Compare this with India’s position. New Delhi chose what it believed was “strategic autonomy” – a polite term for sitting on the fence. India condemned strikes on American bases without naming Iran. It requested a ceasefire without offending Washington. It spoke to Gulf leaders without taking any clear stance. The result? India was sidelined in its own extended neighbourhood. As The Diplomat observed, Pakistan’s emergence as a mediator “signals to India that it can be sidelined in its own extended neighborhood” – a damning verdict on New Delhi’s foreign policy calculations.
India’s diplomatic paralysis in this crisis stems from a deeper failure of vision. For years, India maintained a careful balance in West Asia – cultivating ties with Iran for energy security while keeping friendly relations with Israel and the Gulf states. But under Prime Minister Narendra Modi, India drifted sharply toward Israel and the United States. Modi visited Israel in February 2026, just days before the war broke out. When the bombs fell on Iran, India found itself on the wrong side of its own strategic interests.
The consequences were immediate and painful. India faced rising petrol prices and LPG shortages at home – a direct result of its neglect of ties with Iran and its failure to protect energy security through diplomacy. India’s much-celebrated Chabahar port project in Iran, worth billions in investment and years of effort, now faces deep uncertainty. India’s claims to being the “Voice of the Global South” rang hollow when it could not even articulate a clear position on a war devastating its neighbourhood.
India also failed at a multilateral level. When it hosted BRICS foreign ministers in May 2026, it could not produce even a joint communiqué on the Iran conflict – only a weak chair’s statement, exposing the bloc’s divisions. New Delhi, which loves to present itself as a rising global power and natural leader, could not lead its own forum.
Pakistan, by contrast, demonstrated what real diplomacy looks like. It condemned all attacks – whether by the US, Israel, or Iran – with consistency and principle. It provided Iran’s negotiators with a secure air corridor. It offered a safe location for talks that Israel could not strike, given Pakistan’s nuclear deterrent. It coordinated with Turkey, Egypt, and Saudi Arabia to build a regional coalition for peace. This is not the behaviour of a struggling state – this is the behaviour of a confident, strategic nation.

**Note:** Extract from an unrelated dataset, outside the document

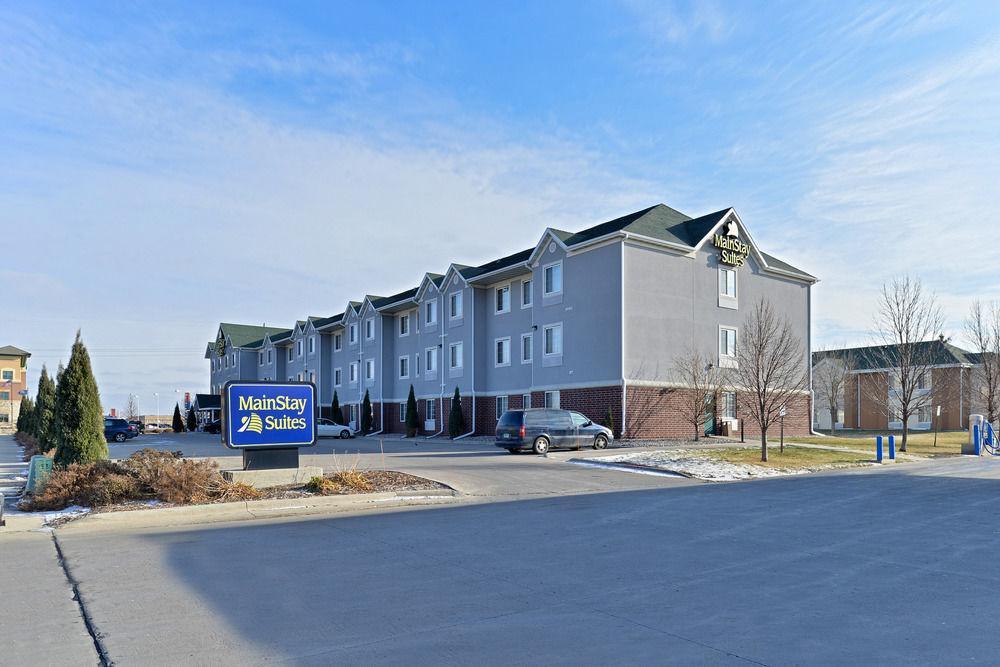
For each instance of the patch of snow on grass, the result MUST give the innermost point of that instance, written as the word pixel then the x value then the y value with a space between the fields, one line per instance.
pixel 694 464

The Iran-US conflict has redrawn the diplomatic map of the region. Pakistan has emerged from it as a serious, respected diplomatic player – a country that punches above its weight and earns its seat at the table. India, despite its larger economy, greater military, and constant claims to global leadership, has been left watching. The contrast could not be sharper, or more telling.
History will record that in the crisis of 2026, when the world needed a peacemaker, Pakistan answered the call. India did not.